Furthermore, this novel wasn’t always interesting, nor did it always manage to hold my attention. At the beginning, this book is fast paced and engages you instantly, however, as it progresses, it gets slower and slower, and less and less interesting. On multiple occasions, I found my mind wandering, especially during one of the character’s multiple inner monologues.
In terms of characters, I really did like Jeremy. I feel as though he was the most relatable characters, and he was definitely my favourite. Whilst his development throughout the book was rather minimal, we did see him come out of his comfort zone, and make friends, which was really nice to see. However, his character definitely wasn’t original; he is like many protagonist in many YA novels, only working to keep his new and few friends happy.
Sebby, on the other hand, was annoying at the beginning, and downright awful at the end. I really didn’t like Sebby at all, and always felt like he was quite selfish; he isn’t exactly kind or loving towards anyone except when he himself is troubled. He also plays on Jeremy’s naivety and calls it love. He is insensitive and callous with those he loves, and – in my opinion – a heartless demeanour is evident from the very beginning if you look closely, and really scrutinise his actions.
Finally, Mira. Not much happens to Mira at all, and she’s definitely less of a main character than the two boys. I feel as though she was used only as a device to introduce other characters, who happens to have depression. This is unfortunate, because it feels as though Scelsa introduced this theme of mental health just because, and – if she did mean for it to be a big part of the story – it wasn’t played up enough. Frankly, Mira very rarely furthered the story in any way, nor did her character develop much, either.

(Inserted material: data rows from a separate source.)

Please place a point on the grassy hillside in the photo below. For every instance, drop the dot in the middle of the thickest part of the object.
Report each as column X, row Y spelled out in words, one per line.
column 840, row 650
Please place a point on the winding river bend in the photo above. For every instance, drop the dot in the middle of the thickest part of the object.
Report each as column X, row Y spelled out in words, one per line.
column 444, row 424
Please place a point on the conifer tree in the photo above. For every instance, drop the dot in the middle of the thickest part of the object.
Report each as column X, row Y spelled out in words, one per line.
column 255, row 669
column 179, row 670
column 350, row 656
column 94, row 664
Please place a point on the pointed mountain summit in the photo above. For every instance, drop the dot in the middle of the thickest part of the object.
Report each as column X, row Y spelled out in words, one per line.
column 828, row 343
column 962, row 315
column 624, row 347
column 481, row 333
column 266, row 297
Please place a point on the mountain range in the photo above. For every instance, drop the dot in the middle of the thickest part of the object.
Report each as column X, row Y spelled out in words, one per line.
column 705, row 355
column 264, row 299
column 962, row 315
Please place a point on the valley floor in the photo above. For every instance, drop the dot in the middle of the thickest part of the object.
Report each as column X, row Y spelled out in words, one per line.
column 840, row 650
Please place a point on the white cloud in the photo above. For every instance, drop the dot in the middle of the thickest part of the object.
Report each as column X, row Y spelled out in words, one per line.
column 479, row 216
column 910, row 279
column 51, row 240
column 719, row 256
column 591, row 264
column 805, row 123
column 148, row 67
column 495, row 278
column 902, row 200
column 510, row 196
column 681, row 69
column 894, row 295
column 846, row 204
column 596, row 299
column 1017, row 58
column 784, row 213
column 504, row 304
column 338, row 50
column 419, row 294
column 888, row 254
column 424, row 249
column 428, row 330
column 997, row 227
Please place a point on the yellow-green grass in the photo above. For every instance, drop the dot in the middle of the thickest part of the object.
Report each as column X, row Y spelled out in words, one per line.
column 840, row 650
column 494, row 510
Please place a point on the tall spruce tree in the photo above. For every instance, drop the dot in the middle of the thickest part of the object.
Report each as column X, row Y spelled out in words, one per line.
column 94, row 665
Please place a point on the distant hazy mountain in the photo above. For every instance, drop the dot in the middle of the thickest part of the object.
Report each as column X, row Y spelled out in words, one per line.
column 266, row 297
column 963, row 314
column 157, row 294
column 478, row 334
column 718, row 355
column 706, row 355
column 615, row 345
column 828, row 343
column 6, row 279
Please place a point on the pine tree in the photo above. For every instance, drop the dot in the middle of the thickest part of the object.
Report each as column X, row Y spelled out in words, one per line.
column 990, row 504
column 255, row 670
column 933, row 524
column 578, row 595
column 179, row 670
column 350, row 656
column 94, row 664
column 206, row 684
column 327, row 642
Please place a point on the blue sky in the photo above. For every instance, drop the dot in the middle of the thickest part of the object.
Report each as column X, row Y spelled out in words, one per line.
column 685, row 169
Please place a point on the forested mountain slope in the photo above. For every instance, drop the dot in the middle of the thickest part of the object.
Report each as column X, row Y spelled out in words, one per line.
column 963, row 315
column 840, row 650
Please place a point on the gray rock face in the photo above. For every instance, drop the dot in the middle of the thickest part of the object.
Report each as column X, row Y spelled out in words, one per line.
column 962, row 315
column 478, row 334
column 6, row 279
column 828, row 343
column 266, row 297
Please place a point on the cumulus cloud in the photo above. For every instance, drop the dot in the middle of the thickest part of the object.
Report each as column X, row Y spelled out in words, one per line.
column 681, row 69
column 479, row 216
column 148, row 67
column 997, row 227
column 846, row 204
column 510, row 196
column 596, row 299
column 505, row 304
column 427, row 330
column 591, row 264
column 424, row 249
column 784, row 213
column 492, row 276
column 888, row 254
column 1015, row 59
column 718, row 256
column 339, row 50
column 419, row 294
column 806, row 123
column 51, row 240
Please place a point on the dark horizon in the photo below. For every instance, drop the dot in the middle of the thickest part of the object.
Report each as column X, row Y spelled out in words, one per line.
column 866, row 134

Overall, I feel as though this book could have been a lot better, despite it being rather enjoyable as a whole. Perhaps it simply wasn’t for me, but I doubt I will recommend this to many people.
(Disclaimer: I received an ARC of this book from NetGalley in exchange for an honest review. I would like to send a big thank you to NetGalley for this book, and also to everyone at Pan Macmillan, as well as Kate Scelsa herself.)